Discussion
The goal of our study was to investigate the effects of increased
afterload on ventricular function using STE analysis in rTOF patients
requiring TPVR. We found that increasing RVSP, particularly RVSP> 75% systemic pressure, was associated with worse
RV GLS despite no significant association with RVEF. Our data also
suggests that higher RVSP, specifically > 75%
systemic, prior to TPVR did not appear to show any improvement in the
average RV GLS within 24 hours post or within
18 months post TPVR.
Increased ventricular afterload results in increased myocardial wall
stress and decreased velocity of fiber shortening. Compensatory
ventricular hypertrophy and increased wall thickness reduces myocardial
wall stress and maintains cardiac output. Right ventricular hypertrophy
also decreases the compliance of the RV and may mitigate the degree of
pulmonary regurgitation, leading to the belief that leaving some degree
of pulmonary stenosis may be beneficial in rTOF patients that typically
suffer from “free” pulmonary insufficiency[3]. However, recent
literature from large multicenter trials has shown that there may be
pathological degrees of right ventricular hypertrophy, with increased RV
mass/volume ratio a risk factor for major adverse cardiac events [4]

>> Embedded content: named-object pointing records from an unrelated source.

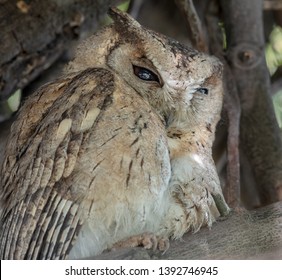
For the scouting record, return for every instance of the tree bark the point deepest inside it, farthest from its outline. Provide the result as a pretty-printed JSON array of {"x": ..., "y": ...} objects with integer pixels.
[
  {"x": 259, "y": 136},
  {"x": 243, "y": 235},
  {"x": 33, "y": 34}
]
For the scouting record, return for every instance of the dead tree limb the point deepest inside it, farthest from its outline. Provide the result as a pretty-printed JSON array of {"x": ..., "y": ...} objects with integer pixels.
[
  {"x": 259, "y": 136},
  {"x": 33, "y": 34},
  {"x": 243, "y": 235}
]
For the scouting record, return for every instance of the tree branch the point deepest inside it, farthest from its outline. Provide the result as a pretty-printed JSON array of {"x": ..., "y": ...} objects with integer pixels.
[
  {"x": 243, "y": 235},
  {"x": 34, "y": 35},
  {"x": 260, "y": 135}
]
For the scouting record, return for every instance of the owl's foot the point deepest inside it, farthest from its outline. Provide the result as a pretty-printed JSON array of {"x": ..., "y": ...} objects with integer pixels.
[
  {"x": 146, "y": 240},
  {"x": 196, "y": 207}
]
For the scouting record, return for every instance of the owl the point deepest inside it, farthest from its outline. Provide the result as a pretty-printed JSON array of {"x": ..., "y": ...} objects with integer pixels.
[{"x": 116, "y": 152}]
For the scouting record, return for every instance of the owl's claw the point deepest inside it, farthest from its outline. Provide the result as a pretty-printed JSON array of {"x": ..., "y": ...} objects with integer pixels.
[{"x": 146, "y": 240}]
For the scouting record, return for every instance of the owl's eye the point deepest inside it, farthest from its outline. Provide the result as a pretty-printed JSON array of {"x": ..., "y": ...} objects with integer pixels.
[
  {"x": 203, "y": 90},
  {"x": 145, "y": 74}
]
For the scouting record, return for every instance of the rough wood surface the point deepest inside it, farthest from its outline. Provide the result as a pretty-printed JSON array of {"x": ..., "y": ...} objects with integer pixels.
[
  {"x": 33, "y": 34},
  {"x": 260, "y": 135},
  {"x": 243, "y": 235}
]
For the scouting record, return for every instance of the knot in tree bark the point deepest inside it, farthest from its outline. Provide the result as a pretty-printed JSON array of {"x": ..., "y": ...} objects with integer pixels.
[{"x": 245, "y": 56}]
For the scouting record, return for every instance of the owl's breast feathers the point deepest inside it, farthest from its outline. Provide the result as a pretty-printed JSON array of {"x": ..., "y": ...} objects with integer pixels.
[{"x": 48, "y": 180}]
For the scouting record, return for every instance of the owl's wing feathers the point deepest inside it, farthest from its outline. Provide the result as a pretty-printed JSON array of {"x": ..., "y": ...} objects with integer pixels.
[{"x": 41, "y": 217}]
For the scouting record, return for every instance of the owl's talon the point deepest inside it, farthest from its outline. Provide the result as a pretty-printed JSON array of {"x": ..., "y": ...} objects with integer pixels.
[{"x": 146, "y": 240}]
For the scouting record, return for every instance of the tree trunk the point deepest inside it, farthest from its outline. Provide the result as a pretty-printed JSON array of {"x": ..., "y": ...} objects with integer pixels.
[
  {"x": 33, "y": 34},
  {"x": 260, "y": 135}
]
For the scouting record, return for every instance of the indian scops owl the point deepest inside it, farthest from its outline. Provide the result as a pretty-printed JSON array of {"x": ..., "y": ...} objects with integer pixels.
[{"x": 118, "y": 147}]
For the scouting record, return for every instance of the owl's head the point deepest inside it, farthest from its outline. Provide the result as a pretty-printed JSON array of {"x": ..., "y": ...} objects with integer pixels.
[{"x": 180, "y": 83}]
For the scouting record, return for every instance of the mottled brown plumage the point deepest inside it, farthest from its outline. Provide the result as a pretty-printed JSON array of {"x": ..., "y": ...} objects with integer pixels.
[{"x": 118, "y": 147}]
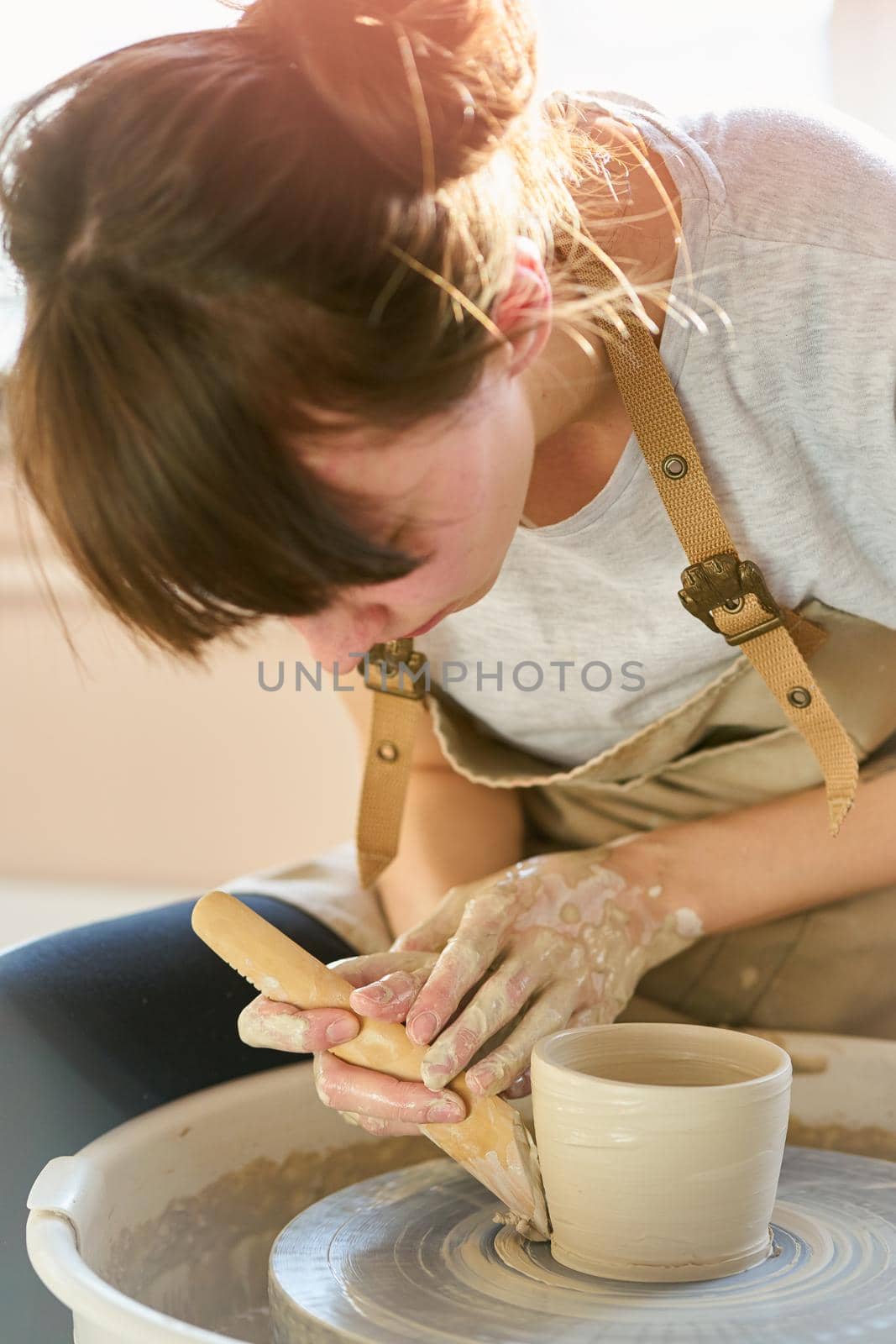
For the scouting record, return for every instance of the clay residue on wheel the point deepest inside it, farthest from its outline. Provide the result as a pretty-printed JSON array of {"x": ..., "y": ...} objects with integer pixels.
[{"x": 204, "y": 1258}]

. Our study shows that RV GLS is worse in patients with higher RVSP
irrespective of age, which may be an early marker of myocardial
dysfunction. This was also supported by the association between elevated
RVEDP and worse RV GLS.
Though EF remains a well-established marker of ventricular function, we
did not find a similar association with elevated RVSP. Our study
suggests that strain is a more sensitive marker for ventricular
dysfunction, which may show regional myocardial change before a global
decline in EF, as seen in many other patient populations[15, 16,
26]. It also suggests that increased afterload can have a detrimental
effect on RV function and may be a marker for adverse RV remodeling,
which could be mitigated if patients undergo earlier TPVR at lower RVSP.

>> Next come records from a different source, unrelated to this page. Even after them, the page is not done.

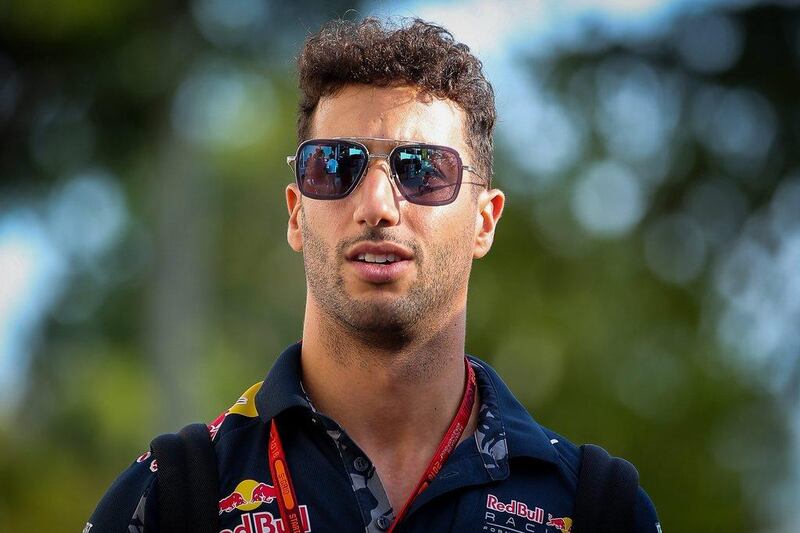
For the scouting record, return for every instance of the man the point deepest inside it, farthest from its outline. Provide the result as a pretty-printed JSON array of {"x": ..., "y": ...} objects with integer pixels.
[{"x": 377, "y": 420}]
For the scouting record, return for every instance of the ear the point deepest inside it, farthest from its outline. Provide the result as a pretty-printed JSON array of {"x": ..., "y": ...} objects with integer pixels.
[
  {"x": 294, "y": 233},
  {"x": 490, "y": 208}
]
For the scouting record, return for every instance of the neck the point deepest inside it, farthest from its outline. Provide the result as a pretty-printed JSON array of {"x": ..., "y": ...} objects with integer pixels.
[{"x": 385, "y": 398}]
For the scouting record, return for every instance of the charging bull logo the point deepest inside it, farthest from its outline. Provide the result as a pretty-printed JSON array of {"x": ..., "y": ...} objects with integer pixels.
[
  {"x": 562, "y": 524},
  {"x": 248, "y": 495}
]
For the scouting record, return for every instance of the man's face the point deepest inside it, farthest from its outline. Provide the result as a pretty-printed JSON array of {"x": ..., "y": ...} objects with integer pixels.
[{"x": 433, "y": 246}]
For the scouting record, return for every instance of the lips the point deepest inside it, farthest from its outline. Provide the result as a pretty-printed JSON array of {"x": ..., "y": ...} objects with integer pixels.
[{"x": 379, "y": 262}]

As noted above, higher RV mass/volume ratio was seen in patients who had
more stenosis on their pre-implantation catheterization, which is a
marker of hypertrophy and has been shown to be an independent risk
factor for ventricular tachycardia and death. Freedom from events in
this population was less with concomitant risk factors, including
ventricular dysfunction and older age[4]. With increasing afterload,
hypertrophy worsens over time in rTOF patients and could place them at
increased risk of poor clinical outcomes in mixed pulmonary valve
disease with predominant afterload.
There are several limitations to this study. The retrospective cohort
nature of our study has data limitations, including missing data. Though
we present a sizeable number of patients with mixed pulmonary valve
disease who underwent TPVR, some patients were excluded due to
poor quality echocardiograms.
Older patients often have poor acoustic windows, which make fully
characterizing the RV endocardium challenging. For this reason, we also
limited our strain analysis to just GLS; as opposed to circumferential
or radial strain. Arrhythmia and bundle branch blocks, which are common
in rTOF patients, can also create challenges when analyzing strain. The
amount of pulmonary regurgitation varied in our population; however, we
were not able to assess varying degrees of regurgitation and stenosis in
distinct groups longitudinally. Also, due to the referral pattern of
patients to our institution for TPVR, patients did not undergo a repeat
CMR to evaluate the effect of valve implantation on volumetry and
function within the follow-up evaluation period. Prospective
multi-center studies with a long-term follow-up time are needed with
myocardial strain by STE with validation by CMR strain prior to changing
clinical practice. Finally, we have included many analyses presented at
their nominal values and not adjusted for multiplicity. As such the
results should be interpreted as exploratory.